Opening with the spare and vulnerable title track and following the same running order, it ranges from similar tender balladry such as the slow shuffle River Blue, through traditional folk-flavoured piano ballad Forever At Your Feet and Beauty Boy to more musically upbeat material like the bouncy, Hammond-backed Kings Road. Then you get the drawled country waltzer Ted’s So Wasted (“We walked down the aisle together / while our love took a ride in a hearse”), the lullaby-like St Patrick’s Day featuring guitarist Luke Doucet on pedal steel and an inspired slow burn country soul take on Otis Redding’s I Got Dreams To Remember, all of which culminates in the ten-minute Ride On’s tale of a prairie drifter’s fall from grace.
It seems reasonable to assume that those interested in this reissue will already be familiar with its first incarnation, so let’s focus on the acoustic material. The first three of these are actually taken from the original 2000 demo sessions with producer Colin Cripps, starting with the nautical imagery of the stripped-down Basil Donovan co-penned title cut, further exposing its bittersweet heart of love withheld and trying to hang on to dreams. Sacrifice with its theme of a lost and unfulfilled obsessive love follows on, the demos wrapped up with the even more nakedly folk textures of Beauty Boy, another song of cruel spurned love, longing and submissiveness in the hope of getting affection.
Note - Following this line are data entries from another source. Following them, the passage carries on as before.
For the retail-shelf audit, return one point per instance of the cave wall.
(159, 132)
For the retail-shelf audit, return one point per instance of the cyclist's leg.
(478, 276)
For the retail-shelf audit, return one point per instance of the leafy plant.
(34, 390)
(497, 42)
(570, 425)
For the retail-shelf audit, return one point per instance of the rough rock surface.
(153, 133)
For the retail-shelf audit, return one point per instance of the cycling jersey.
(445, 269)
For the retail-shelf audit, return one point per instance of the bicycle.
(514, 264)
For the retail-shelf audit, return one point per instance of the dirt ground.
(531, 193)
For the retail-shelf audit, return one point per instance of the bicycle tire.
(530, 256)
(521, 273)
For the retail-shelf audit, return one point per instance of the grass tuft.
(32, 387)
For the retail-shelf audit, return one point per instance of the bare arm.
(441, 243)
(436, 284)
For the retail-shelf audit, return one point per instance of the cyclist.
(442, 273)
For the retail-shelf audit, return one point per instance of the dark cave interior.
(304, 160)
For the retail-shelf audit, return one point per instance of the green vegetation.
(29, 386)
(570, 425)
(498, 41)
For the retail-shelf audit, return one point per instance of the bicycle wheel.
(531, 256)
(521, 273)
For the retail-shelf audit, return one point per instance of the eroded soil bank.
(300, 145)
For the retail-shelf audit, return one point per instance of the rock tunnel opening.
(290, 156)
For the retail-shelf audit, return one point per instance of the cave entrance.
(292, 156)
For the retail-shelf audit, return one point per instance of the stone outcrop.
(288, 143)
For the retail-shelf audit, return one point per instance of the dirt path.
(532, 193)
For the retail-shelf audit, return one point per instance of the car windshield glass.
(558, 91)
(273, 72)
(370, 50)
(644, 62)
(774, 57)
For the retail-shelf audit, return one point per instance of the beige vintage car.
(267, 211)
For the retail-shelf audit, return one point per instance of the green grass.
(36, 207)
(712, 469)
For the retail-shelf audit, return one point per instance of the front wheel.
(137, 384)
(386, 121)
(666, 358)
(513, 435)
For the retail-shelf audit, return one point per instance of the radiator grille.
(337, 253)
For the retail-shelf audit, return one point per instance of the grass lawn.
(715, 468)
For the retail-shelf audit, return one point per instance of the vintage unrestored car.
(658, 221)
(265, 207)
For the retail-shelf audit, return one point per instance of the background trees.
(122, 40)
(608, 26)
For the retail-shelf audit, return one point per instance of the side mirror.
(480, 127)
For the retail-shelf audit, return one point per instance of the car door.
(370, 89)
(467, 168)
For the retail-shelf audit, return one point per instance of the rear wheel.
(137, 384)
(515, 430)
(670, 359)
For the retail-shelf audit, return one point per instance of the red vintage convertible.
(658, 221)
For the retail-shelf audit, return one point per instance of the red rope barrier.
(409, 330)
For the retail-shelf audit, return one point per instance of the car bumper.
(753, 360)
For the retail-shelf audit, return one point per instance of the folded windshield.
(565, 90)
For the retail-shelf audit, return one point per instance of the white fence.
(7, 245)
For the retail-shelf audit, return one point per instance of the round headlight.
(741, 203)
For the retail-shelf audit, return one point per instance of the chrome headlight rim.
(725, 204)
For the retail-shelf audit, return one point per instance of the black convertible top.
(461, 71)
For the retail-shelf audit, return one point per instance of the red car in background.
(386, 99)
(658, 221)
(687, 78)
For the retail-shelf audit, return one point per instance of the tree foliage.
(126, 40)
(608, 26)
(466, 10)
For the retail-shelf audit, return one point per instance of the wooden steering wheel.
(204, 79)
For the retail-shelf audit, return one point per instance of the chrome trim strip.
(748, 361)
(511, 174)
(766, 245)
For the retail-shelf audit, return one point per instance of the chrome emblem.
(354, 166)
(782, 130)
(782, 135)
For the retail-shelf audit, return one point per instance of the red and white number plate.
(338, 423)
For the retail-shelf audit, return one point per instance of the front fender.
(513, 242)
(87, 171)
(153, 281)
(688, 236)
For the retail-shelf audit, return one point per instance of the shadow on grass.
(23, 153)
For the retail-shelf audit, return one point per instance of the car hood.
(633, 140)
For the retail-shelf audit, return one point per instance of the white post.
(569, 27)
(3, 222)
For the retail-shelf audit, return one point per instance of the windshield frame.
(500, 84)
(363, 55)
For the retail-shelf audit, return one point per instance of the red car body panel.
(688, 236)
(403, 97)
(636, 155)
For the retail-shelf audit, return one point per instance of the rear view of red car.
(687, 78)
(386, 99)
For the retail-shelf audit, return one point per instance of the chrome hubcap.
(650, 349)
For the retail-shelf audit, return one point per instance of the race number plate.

Produced by Jim Bryson, the two all-new recordings complete the reissue, first up being River Blue, a song about “how child abuse can destroy relationships long after the abuse is over” with its enigmatic childhood memories of sororal betrayal (“I always wanted to protect you/But I was too scared to”) and “when we were just two happy kids”. It ends with a number that’s undergone the biggest change in the acoustic process, a slower, more tinkling treatment of Kings Road that draws out the ache in the lyric about memories of a Jack and Jill teenage love and the wistful yearning for what was lost. Long time admirers looking to upgrade your old CD (or finally get it on vinyl) or newcomer just discovering Oh Sussana’s charms, this is a sterling reminder of her artistry and, by my reckoning, it’s just two more years before her eponymous third follows in its wake.